Weit mehr als 500.000 Menschen in Deutschland sind Berichten zufolge wohnungslos. Als wohnungslos gilt, wer über keine mietvertraglich abgesicherte Wohnung oder über kein selbstgenutztes Wohneigentum verfügt.
Auf die Lage der Betroffenen, soweit sie die Hilfsangebote von Sozialverbänden und anderen Hilfseinrichtungen in Anspruch nehmen, macht der kürzlich veröffentlichte Statistikbericht der Bundesarbeitsgemeinschaft Wohnungslosenhilfe (BAG W) für das Jahr 2022 aufmerksam.

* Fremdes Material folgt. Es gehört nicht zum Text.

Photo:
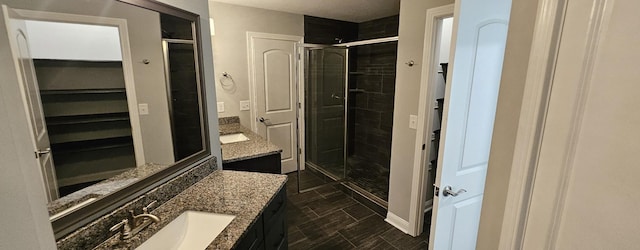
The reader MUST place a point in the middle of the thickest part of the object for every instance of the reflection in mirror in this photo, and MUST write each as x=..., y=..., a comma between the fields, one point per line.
x=113, y=92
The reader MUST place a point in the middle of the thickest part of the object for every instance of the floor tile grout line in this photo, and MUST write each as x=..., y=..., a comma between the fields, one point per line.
x=345, y=238
x=349, y=215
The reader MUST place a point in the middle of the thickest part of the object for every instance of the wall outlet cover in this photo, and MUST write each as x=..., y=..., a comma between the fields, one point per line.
x=413, y=121
x=245, y=105
x=143, y=108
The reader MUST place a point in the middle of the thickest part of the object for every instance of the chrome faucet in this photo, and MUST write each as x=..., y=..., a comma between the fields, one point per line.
x=135, y=223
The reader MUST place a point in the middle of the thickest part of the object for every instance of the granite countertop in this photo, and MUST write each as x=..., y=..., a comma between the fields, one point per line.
x=243, y=194
x=255, y=147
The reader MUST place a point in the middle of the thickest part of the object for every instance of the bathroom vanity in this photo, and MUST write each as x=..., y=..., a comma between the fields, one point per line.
x=255, y=154
x=257, y=201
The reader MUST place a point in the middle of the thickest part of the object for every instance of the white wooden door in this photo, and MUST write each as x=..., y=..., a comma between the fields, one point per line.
x=19, y=46
x=274, y=71
x=586, y=189
x=471, y=99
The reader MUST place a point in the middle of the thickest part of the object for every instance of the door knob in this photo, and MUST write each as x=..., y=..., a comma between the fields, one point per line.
x=40, y=153
x=265, y=121
x=448, y=191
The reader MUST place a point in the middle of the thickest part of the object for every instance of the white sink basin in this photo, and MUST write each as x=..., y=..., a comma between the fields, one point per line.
x=226, y=139
x=190, y=230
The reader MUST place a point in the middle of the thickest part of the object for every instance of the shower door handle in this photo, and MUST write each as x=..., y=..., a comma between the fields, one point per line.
x=448, y=191
x=265, y=121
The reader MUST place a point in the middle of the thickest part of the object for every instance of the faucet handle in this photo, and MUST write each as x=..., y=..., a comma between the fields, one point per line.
x=146, y=208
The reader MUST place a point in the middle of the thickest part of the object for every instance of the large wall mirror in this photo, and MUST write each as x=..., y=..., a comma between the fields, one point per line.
x=114, y=95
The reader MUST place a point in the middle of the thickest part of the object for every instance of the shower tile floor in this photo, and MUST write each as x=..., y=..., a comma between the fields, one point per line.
x=326, y=218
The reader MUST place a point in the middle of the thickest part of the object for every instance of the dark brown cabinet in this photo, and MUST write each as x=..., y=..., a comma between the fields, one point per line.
x=270, y=229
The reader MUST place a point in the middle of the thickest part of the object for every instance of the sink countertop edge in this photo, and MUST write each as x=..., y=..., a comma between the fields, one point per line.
x=255, y=147
x=242, y=194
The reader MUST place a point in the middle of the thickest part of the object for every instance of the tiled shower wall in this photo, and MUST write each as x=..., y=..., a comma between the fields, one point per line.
x=372, y=84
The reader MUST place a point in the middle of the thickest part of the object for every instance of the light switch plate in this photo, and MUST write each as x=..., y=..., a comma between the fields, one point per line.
x=245, y=105
x=413, y=121
x=220, y=107
x=143, y=108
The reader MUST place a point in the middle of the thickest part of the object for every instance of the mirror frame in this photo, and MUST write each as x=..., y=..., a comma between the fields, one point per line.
x=84, y=215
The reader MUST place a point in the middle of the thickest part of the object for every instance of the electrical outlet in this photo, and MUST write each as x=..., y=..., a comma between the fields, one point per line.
x=143, y=108
x=245, y=105
x=413, y=121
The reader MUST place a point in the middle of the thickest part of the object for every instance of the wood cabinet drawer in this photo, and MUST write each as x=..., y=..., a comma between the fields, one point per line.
x=254, y=239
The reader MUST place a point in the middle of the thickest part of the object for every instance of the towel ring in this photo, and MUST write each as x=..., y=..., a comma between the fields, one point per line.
x=226, y=81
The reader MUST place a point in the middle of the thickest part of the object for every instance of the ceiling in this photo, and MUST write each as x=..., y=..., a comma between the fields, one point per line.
x=345, y=10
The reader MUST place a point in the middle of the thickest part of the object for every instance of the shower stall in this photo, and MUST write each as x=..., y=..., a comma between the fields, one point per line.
x=347, y=92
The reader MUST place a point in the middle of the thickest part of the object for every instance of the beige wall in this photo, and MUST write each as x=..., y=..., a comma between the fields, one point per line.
x=230, y=47
x=514, y=72
x=410, y=45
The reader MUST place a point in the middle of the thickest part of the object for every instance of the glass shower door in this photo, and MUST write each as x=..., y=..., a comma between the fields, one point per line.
x=325, y=98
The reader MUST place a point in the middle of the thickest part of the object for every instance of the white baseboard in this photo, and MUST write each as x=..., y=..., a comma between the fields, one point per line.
x=397, y=222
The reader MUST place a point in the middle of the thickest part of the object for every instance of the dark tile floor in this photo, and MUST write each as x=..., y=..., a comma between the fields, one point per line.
x=326, y=218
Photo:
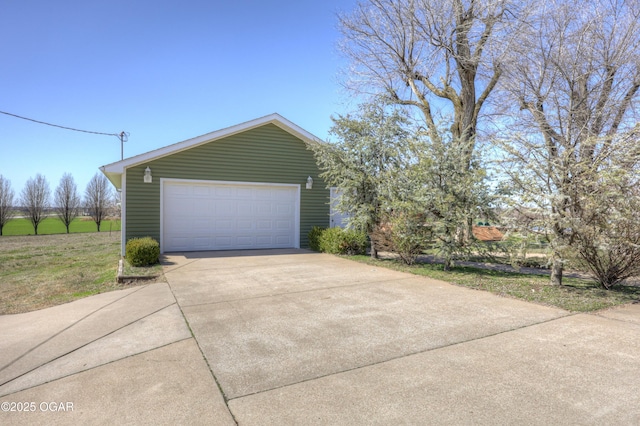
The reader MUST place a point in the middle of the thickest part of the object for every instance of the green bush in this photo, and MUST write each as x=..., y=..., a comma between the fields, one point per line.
x=342, y=241
x=314, y=237
x=142, y=251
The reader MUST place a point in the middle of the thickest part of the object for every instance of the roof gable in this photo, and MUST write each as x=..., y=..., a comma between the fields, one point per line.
x=114, y=171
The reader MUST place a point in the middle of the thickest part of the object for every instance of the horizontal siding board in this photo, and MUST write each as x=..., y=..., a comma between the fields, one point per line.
x=266, y=154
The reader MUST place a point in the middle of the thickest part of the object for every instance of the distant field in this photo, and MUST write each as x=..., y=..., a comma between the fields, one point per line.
x=53, y=225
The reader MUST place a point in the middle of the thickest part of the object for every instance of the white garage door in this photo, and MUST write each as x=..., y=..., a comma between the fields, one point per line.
x=221, y=216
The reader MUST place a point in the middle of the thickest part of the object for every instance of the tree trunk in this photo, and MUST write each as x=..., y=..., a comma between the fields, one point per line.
x=556, y=271
x=374, y=250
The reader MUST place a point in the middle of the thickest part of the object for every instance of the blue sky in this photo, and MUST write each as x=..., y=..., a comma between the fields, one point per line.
x=162, y=71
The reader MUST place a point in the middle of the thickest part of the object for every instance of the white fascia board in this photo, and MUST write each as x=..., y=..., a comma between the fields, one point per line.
x=115, y=170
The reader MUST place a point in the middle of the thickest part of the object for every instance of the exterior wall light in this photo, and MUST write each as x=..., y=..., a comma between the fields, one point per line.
x=147, y=175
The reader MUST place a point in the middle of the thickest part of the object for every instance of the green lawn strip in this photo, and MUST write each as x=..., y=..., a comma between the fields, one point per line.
x=575, y=295
x=40, y=271
x=53, y=225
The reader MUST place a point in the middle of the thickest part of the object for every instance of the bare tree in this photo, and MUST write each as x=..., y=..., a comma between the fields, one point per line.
x=6, y=202
x=431, y=55
x=67, y=201
x=97, y=198
x=574, y=76
x=443, y=59
x=35, y=198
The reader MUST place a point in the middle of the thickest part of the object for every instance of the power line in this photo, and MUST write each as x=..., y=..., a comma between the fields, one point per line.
x=118, y=135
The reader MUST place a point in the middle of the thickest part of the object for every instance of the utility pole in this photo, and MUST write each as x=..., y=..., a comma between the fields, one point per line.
x=123, y=136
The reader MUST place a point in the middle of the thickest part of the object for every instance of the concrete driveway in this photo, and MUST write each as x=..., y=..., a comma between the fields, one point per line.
x=295, y=337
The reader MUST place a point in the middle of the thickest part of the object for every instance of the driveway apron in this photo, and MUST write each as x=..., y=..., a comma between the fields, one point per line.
x=295, y=337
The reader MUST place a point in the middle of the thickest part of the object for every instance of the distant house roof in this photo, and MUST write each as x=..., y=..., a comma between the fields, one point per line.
x=487, y=233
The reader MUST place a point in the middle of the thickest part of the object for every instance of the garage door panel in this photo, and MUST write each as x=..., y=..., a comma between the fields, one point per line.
x=218, y=216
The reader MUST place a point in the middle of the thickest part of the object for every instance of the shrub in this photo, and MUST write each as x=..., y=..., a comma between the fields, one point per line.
x=403, y=234
x=142, y=251
x=314, y=237
x=342, y=241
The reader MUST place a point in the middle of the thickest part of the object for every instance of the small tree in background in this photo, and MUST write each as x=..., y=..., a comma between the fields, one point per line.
x=35, y=198
x=67, y=201
x=6, y=202
x=363, y=163
x=97, y=198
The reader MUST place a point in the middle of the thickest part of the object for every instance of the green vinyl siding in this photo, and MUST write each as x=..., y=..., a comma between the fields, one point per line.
x=266, y=154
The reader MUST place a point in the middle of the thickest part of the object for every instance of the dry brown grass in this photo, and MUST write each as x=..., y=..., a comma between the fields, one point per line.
x=37, y=272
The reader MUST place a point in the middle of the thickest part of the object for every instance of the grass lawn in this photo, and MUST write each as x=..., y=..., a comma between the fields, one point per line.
x=575, y=295
x=46, y=270
x=53, y=225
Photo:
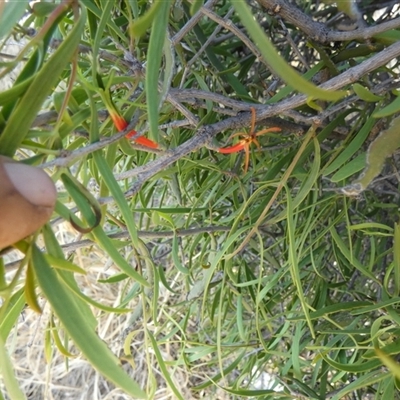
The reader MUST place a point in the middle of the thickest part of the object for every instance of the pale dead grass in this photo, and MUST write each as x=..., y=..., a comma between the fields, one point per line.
x=56, y=377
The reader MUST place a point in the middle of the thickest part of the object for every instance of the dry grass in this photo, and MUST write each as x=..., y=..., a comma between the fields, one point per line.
x=54, y=376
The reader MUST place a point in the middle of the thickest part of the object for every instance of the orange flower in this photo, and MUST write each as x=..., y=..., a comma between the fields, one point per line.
x=121, y=124
x=249, y=138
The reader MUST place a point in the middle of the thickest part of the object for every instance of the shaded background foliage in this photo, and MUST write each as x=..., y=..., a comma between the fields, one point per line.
x=214, y=275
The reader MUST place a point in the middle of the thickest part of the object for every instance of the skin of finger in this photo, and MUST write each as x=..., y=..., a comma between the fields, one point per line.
x=18, y=216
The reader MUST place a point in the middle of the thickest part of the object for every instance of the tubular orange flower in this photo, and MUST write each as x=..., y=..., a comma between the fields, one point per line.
x=233, y=149
x=121, y=124
x=249, y=138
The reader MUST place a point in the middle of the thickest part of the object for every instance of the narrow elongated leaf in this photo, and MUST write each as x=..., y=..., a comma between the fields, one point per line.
x=10, y=13
x=274, y=59
x=22, y=117
x=382, y=147
x=94, y=349
x=6, y=371
x=157, y=37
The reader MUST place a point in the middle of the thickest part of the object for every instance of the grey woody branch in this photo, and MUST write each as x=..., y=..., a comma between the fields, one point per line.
x=319, y=31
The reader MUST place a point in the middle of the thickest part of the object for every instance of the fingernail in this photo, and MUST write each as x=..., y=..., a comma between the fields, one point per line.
x=32, y=183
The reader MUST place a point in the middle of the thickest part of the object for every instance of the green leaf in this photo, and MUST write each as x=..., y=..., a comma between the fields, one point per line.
x=10, y=13
x=274, y=59
x=93, y=348
x=382, y=147
x=28, y=107
x=6, y=371
x=390, y=109
x=365, y=94
x=154, y=55
x=163, y=367
x=196, y=5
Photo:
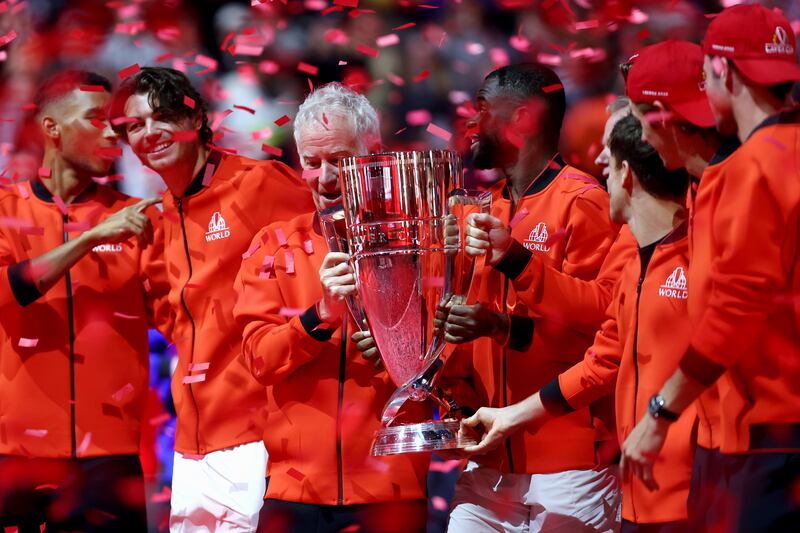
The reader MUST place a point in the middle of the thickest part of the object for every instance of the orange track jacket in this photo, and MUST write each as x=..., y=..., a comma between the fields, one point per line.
x=325, y=399
x=218, y=402
x=74, y=361
x=745, y=273
x=562, y=219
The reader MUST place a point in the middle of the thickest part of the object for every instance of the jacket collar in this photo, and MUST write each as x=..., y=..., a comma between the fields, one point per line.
x=540, y=182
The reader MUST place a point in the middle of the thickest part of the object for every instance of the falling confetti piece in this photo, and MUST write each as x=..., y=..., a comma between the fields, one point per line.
x=126, y=390
x=299, y=476
x=281, y=236
x=438, y=131
x=187, y=380
x=306, y=68
x=84, y=445
x=128, y=71
x=439, y=503
x=367, y=50
x=272, y=150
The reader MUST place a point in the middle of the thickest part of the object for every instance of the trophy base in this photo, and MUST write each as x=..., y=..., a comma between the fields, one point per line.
x=422, y=437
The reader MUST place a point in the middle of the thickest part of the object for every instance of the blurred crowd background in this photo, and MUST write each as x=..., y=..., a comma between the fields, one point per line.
x=420, y=62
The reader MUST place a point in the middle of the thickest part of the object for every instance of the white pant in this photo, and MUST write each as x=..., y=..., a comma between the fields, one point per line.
x=219, y=492
x=564, y=502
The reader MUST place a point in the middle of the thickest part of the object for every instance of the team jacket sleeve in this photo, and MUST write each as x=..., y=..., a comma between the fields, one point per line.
x=153, y=275
x=590, y=379
x=456, y=378
x=272, y=345
x=547, y=290
x=755, y=228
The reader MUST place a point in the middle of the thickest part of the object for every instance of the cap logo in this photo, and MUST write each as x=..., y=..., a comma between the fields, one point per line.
x=780, y=43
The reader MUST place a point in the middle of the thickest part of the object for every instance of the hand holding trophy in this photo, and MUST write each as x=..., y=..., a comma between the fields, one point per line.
x=405, y=214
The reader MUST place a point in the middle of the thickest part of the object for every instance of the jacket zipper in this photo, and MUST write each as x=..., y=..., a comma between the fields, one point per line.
x=504, y=358
x=642, y=275
x=179, y=203
x=71, y=326
x=339, y=462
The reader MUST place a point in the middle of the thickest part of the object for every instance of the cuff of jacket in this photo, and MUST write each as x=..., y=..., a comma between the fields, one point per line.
x=25, y=291
x=700, y=368
x=514, y=261
x=314, y=325
x=553, y=399
x=520, y=333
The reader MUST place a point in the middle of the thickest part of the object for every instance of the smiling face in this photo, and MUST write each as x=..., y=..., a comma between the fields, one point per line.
x=151, y=134
x=320, y=147
x=85, y=139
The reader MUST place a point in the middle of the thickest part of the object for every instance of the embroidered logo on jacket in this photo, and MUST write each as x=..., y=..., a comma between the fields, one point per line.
x=107, y=248
x=217, y=228
x=675, y=286
x=537, y=238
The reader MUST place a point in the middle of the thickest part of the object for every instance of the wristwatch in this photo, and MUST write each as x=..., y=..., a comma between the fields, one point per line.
x=657, y=410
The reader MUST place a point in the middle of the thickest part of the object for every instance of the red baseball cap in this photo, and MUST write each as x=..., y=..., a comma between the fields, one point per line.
x=671, y=72
x=759, y=40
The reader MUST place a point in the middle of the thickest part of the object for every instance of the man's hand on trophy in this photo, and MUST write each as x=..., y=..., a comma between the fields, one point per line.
x=366, y=345
x=338, y=282
x=487, y=235
x=465, y=323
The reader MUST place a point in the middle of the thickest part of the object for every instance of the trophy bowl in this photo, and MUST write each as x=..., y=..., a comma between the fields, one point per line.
x=405, y=213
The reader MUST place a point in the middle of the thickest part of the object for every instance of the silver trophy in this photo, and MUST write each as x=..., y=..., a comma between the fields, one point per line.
x=405, y=214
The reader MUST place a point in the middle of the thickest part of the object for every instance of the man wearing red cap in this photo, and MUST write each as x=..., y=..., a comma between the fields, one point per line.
x=745, y=280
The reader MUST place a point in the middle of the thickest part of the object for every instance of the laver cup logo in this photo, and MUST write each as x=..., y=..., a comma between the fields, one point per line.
x=217, y=228
x=780, y=43
x=675, y=286
x=537, y=238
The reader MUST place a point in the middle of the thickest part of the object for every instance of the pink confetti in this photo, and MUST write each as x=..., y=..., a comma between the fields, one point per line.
x=418, y=117
x=246, y=50
x=84, y=445
x=244, y=108
x=288, y=256
x=387, y=40
x=438, y=131
x=367, y=50
x=299, y=476
x=128, y=71
x=281, y=236
x=8, y=37
x=126, y=390
x=311, y=173
x=306, y=68
x=209, y=173
x=445, y=466
x=439, y=503
x=272, y=150
x=421, y=76
x=522, y=213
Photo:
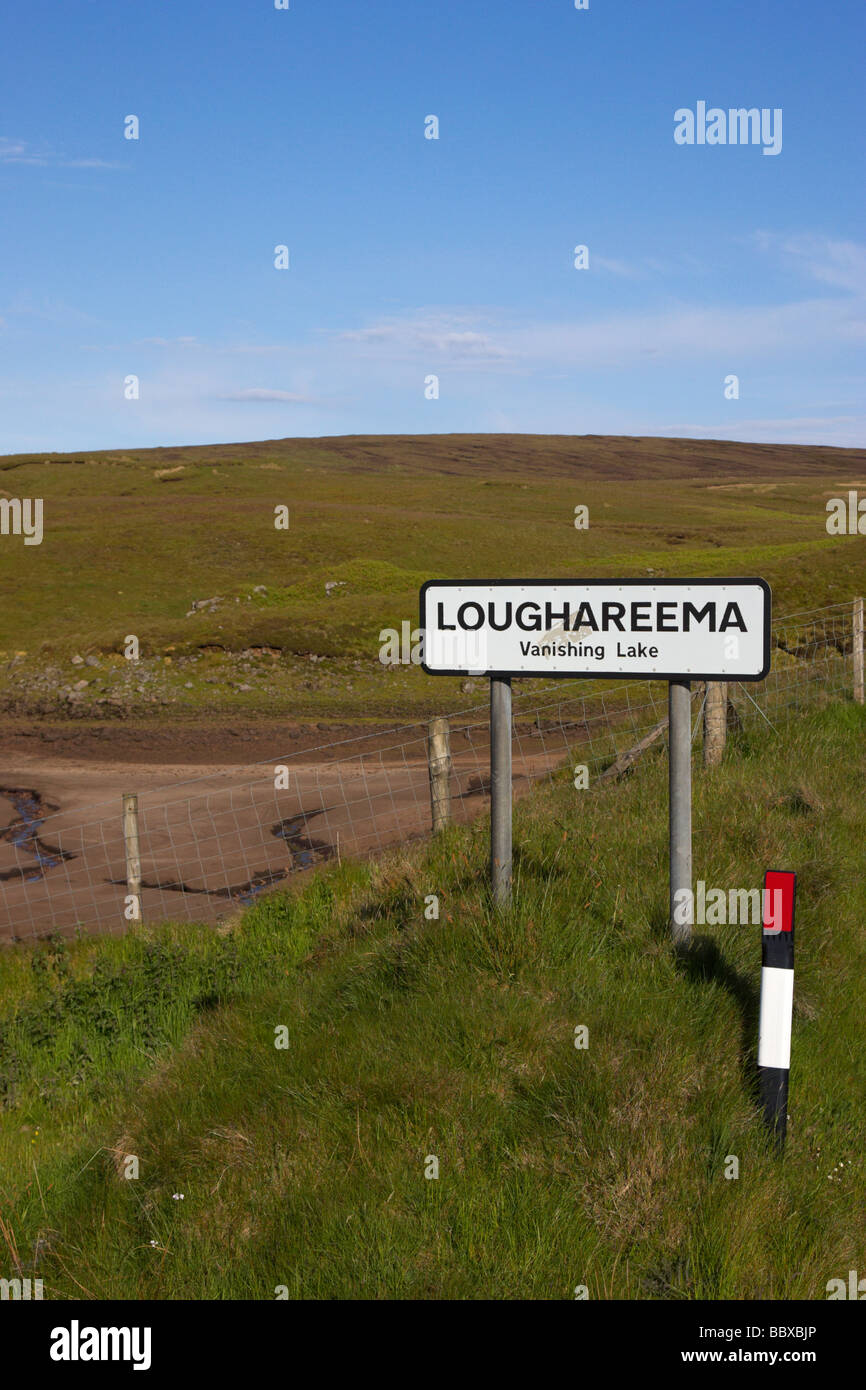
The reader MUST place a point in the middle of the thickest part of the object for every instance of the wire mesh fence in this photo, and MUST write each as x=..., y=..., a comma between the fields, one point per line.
x=210, y=845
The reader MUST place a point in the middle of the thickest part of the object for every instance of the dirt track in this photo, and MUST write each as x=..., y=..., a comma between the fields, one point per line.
x=214, y=833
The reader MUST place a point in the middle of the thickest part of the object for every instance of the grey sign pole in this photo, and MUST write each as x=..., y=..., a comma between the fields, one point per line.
x=680, y=774
x=501, y=790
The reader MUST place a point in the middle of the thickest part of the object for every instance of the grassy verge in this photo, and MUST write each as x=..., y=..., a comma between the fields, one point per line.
x=412, y=1037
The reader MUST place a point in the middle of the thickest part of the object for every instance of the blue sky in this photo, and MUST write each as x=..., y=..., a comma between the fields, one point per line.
x=410, y=257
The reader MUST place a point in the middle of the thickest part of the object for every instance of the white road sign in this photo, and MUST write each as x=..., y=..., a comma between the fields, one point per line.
x=663, y=628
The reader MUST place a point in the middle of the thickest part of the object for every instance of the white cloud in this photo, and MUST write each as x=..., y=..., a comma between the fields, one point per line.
x=444, y=335
x=257, y=394
x=20, y=152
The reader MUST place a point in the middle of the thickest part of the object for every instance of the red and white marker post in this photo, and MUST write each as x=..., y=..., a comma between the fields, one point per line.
x=776, y=998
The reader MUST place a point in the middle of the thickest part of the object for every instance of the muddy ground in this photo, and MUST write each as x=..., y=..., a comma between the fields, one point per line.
x=218, y=824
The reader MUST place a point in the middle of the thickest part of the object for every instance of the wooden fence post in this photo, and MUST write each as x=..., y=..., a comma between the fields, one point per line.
x=858, y=651
x=715, y=722
x=439, y=763
x=134, y=855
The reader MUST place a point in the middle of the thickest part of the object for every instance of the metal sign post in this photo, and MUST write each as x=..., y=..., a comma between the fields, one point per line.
x=501, y=791
x=665, y=630
x=680, y=809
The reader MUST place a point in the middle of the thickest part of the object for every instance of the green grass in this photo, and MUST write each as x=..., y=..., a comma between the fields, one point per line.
x=453, y=1037
x=129, y=544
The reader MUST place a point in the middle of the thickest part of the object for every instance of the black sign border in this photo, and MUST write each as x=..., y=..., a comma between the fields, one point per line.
x=609, y=676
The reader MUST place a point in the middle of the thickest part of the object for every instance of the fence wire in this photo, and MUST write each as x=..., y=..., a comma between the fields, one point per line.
x=220, y=841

Darin geht es um die Lebenslage wohnungsloser und von Wohnungslosigkeit bedrohter Menschen. Aus dem Bericht geht hervor, dass 71 Prozent der 38.200 Menschen, die in freiverbandlichen, also nichtstaatlichen Einrichtungen und Diensten Hilfe suchen, akut wohnungslos sind. Elf Prozent sind demnach unmittelbar von Wohnungslosigkeit bedroht und knapp vier Prozent leben in unzumutbaren Wohnverhältnissen.
Rund ein Drittel der Klienten der Einrichtungen ist dem Bericht zufolge weiblich, zwei Drittel männlich. Der Anteil der Hilfesuchenden in Haushalten mit Kindern – gleichmäßig verteilt auf Paare mit Kindern und alleinerziehende Haushalte – habe bereits 2021 mit etwa elf Prozent einen neuen Höchststand erreicht und sei auf diesem Niveau geblieben, heißt es.
«Weit mehr als jede dritte Familie, die eine Hilfseinrichtung aufsuchte,» konnte laut BAG W bei Hilfebeginn keine eigene Wohnung vorweisen. Zur Staatsangehörigkeit der Betroffenen heißt es:
«Die Zahl der Personen nicht-deutscher Staatsangehörigkeit schwankt seit 2018 auf gleichbleibendem Niveau zwischen 30-34 Prozent (2022: 34 Prozent). Unter den akut wohnungslosen Menschen ist ein Drittel nicht-deutscher Staatsangehörigkeit (32 Prozent).»
Die BAG W macht auch darauf aufmerksam, wie sehr Wohnungsnot auch junge Erwachsene, Jugendliche und Kinder trifft. Rund 16 Prozent der Betroffenen, die sich in Wohnungsnotfällen an Einrichtungen und Dienste freier Träger wenden, seien unter 25 Jahre alt.
«Besorgniserregend ist, dass fast 13 Prozent der akut wohnungslosen jungen Menschen im Alter von 18 bis 25 Jahren die Nacht vor Hilfebeginn auf der Straße verbracht haben. Bei den unter 18-Jährigen sind es sogar 16 Prozent.»
Betroffen seien besonders viele Frauen und jede vierte von ihnen sei jünger als 25 Jahre. Unter den männlichen wohnungslosen Klienten sei jeder sechste unter 25 Jahre alt.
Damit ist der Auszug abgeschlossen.